Шрифт:
Закладка:
Как указывает Штомпка (ibid.), целеориентированное (instrumental) доверие, основанное на ожиданиях, менее уязвимо, чем тот вид доверия, который основан на продиктованных моральными соображениями перформансах других. Последний вид доверия, с его точки зрения, зависит от ожиданий, что другие ведут себя честно, принципиально следуют правилам и будут делать то, что является правильным или приемлемым в моральном смысле. Это более рискованно: «категория моральных агентов определенно является более узкой, чем категория рациональных агентов» (ibid.). Еще более уязвимыми мы оказываемся в ситуации, когда наше доверие основывается на ожидании, что люди не будут вести себя эгоистично и не будут ставить на первое место свои интересы, что они будут действовать, подразумевая благополучие других, или что люди великодушны и благонамеренны (ibid.: 54). Очевидно, что в крайне разнообразных и постоянно меняющихся городских пространствах в условиях глобализации доверие оказывается более значительной проблемой, нежели оно было (а в некоторых местах и остается) в более жестко регулируемых, менее гибких социальных окружениях, в особенности в тех из них, где мораль основана на традиционных ценностях, зачастую содержащихся в религиозных верованиях. Например, Иба Буакар (Bou Akar 2012: 150–152) описывает, каким образом религиозно-политические организации в Бейруте вносят свою лепту в реляционные контексты, которые больше не являются открытыми, прозрачными местами, где люди контактируют друг с другом. В представлениях о «самоочевидной» морали имплицитно присутствуют властные отношения. Приведенного примера в данном случае достаточно, но позже я вернусь к власти.

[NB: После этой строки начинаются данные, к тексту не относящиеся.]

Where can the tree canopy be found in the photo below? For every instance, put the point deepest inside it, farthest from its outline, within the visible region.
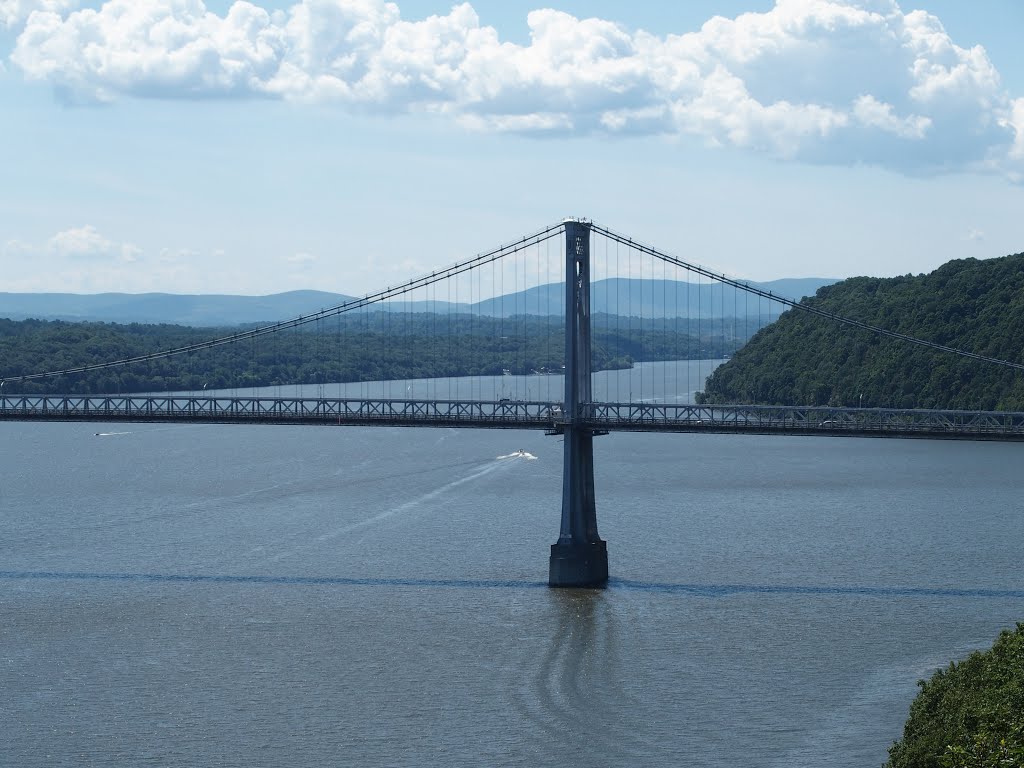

Маленький рыцарь по имени Тренк, главный герой немецкой детской книги Кирстин Бойе (Boie 2006), был мальчиком, родившимся в семье бедного крестьянина, который влачил существование безземельного работника в одном поместье. Когда хозяин жестоко побил отца Тренка (такова «ситуационная нормальность», которую морально отвергает мальчик), он убежал из дома со своим лучшим другом – поросенком, которого его семья держала как домашнего любимца. Тренк намерен направиться в город, где он надеется освободиться от крепостного права. На пути он встречает одного рыцаря и его сына – своего ровесника, которому еще нужно стать рыцарем, но ему не хватает для этого силы и храбрости. Мальчики меняются местами, и Тренк становится рыцарем, осознанно приспосабливаясь к моральным требованиям чести и суровости, которые предполагает этот статус. Эта история потрясает наше стандартное представление о нравах и формах поведения в средневековой Европе. Она выступает прекрасной иллюстрацией того, как общество, для которого присуще огромное неравенство в распределении власти, оправдывало ситуационную нормальность, апеллируя к сакральному пониманию существующих иерархий, которые, как считалось, вечны и не могут быть изменены иначе, нежели тем завуалированным способом, к которому прибегает Тренк. Однако в Европе торговый капитализм, индустриализация и различные культурные процессы, такие как секуляризация и Просвещение, выступавшие стимулами для городских центров, где они исходно имели место, как правило, порождали такое понимание мира, в рамках которого прежняя моральная нормальность больше не является устойчивой и заданной раз и навсегда. Это обусловливало социальную мобильность и порождало классовое общество вместо [феодального], основанного на закрепленном статусе. Кроме того, эта ситуация создавала социальную жизнь, в рамках которой ситуационная и моральная нормальность все больше расходились между собой, поэтому их регулярно приходилось пересматривать. Описанные Ассадом Баятом (Bayat 2010) практики иранских женщин, которые отгораживают для себя повседневные пространства, незаметно врезающиеся в господствующую систему, по сути, аналогичны истории маленького рыцаря Тренка.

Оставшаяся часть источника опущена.